Vascular endothelial growth factor receptor (VEGFR-2) inhibitors are critical in cancer therapy due to their role in suppressing tumor angiogenesis. Herein, we report a new series of thiadiazole-based derivatives as potential VEGFR-2 inhibitors with promising anticancer activity. The synthesized compounds were evaluated for anti-proliferative activity against human cancer cell lines (HCT-116, MCF-7, and HepG-2), and WI-38 as normal cells. Sorafenib was used as a reference drug. VEGFR-2 inhibitory activity was determined, followed by cell cycle analysis, apoptosis assays, Q-RT-PCR analysis, and wound-healing assays. In silico molecular docking was conducted to explore binding interactions.
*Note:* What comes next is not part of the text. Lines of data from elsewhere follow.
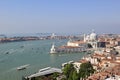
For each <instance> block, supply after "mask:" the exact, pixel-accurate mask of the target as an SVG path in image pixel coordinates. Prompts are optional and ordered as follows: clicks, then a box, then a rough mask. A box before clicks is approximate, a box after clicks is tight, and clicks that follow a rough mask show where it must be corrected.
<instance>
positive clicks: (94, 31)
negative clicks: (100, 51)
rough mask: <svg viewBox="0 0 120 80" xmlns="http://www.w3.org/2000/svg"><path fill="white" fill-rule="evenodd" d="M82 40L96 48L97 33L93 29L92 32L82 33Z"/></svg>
mask: <svg viewBox="0 0 120 80" xmlns="http://www.w3.org/2000/svg"><path fill="white" fill-rule="evenodd" d="M84 42H86V43H88V44H91V46H92V47H93V48H97V34H96V33H95V31H94V30H92V33H91V34H89V35H85V34H84Z"/></svg>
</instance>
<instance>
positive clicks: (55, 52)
mask: <svg viewBox="0 0 120 80" xmlns="http://www.w3.org/2000/svg"><path fill="white" fill-rule="evenodd" d="M50 53H56V50H55V45H54V43H53V45H52V47H51V49H50Z"/></svg>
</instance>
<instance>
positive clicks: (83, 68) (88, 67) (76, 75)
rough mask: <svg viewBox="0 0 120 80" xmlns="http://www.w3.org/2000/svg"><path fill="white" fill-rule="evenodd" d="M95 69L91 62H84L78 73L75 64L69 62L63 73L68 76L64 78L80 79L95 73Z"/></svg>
mask: <svg viewBox="0 0 120 80" xmlns="http://www.w3.org/2000/svg"><path fill="white" fill-rule="evenodd" d="M94 72H95V70H94V69H93V66H92V64H91V63H90V62H86V63H82V64H81V65H80V69H79V72H78V73H77V71H76V69H75V68H74V66H73V64H67V65H66V66H65V67H64V69H63V74H64V75H65V76H66V79H63V80H80V79H85V78H86V77H88V76H90V75H91V74H93V73H94Z"/></svg>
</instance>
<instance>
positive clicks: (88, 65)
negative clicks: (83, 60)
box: [79, 62, 95, 78]
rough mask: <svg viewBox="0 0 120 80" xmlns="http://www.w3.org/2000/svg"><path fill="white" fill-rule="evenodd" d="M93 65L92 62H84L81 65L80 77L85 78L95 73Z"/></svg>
mask: <svg viewBox="0 0 120 80" xmlns="http://www.w3.org/2000/svg"><path fill="white" fill-rule="evenodd" d="M94 71H95V70H94V69H93V66H92V64H91V63H90V62H86V63H82V64H81V65H80V70H79V77H80V78H85V77H87V76H90V74H93V73H94Z"/></svg>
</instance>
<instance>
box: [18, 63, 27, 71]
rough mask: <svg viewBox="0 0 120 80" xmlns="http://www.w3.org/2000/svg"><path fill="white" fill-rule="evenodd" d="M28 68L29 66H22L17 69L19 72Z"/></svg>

Among the tested compounds, 13b exhibited potent anti-proliferative activity (IC50: 3.98-11.81 µM) and strong VEGFR-2 inhibition (IC50: 41.51 nM), surpassing sorafenib (IC50: 53.32 nM). Cell cycle analysis revealed that 13b induced G2/M phase arrest in MCF-7 cells. Apoptosis levels increased from 2% to 52%, accompanied by a > 12-fold rise in the Bax/Bcl-2 ratio and activation of caspase-8/9. Additionally, 13b significantly suppressed MCF-7 cell migration, with only 5.28% wound closure. In silico studies confirmed its strong VEGFR-2 binding interactions. Thiadiazole-based derivatives, particularly compound 13b, exhibit potent VEGFR-2 inhibition, anti-proliferative effects, apoptosis induction, and anti-migratory activity, supporting their potential as promising anticancer agents.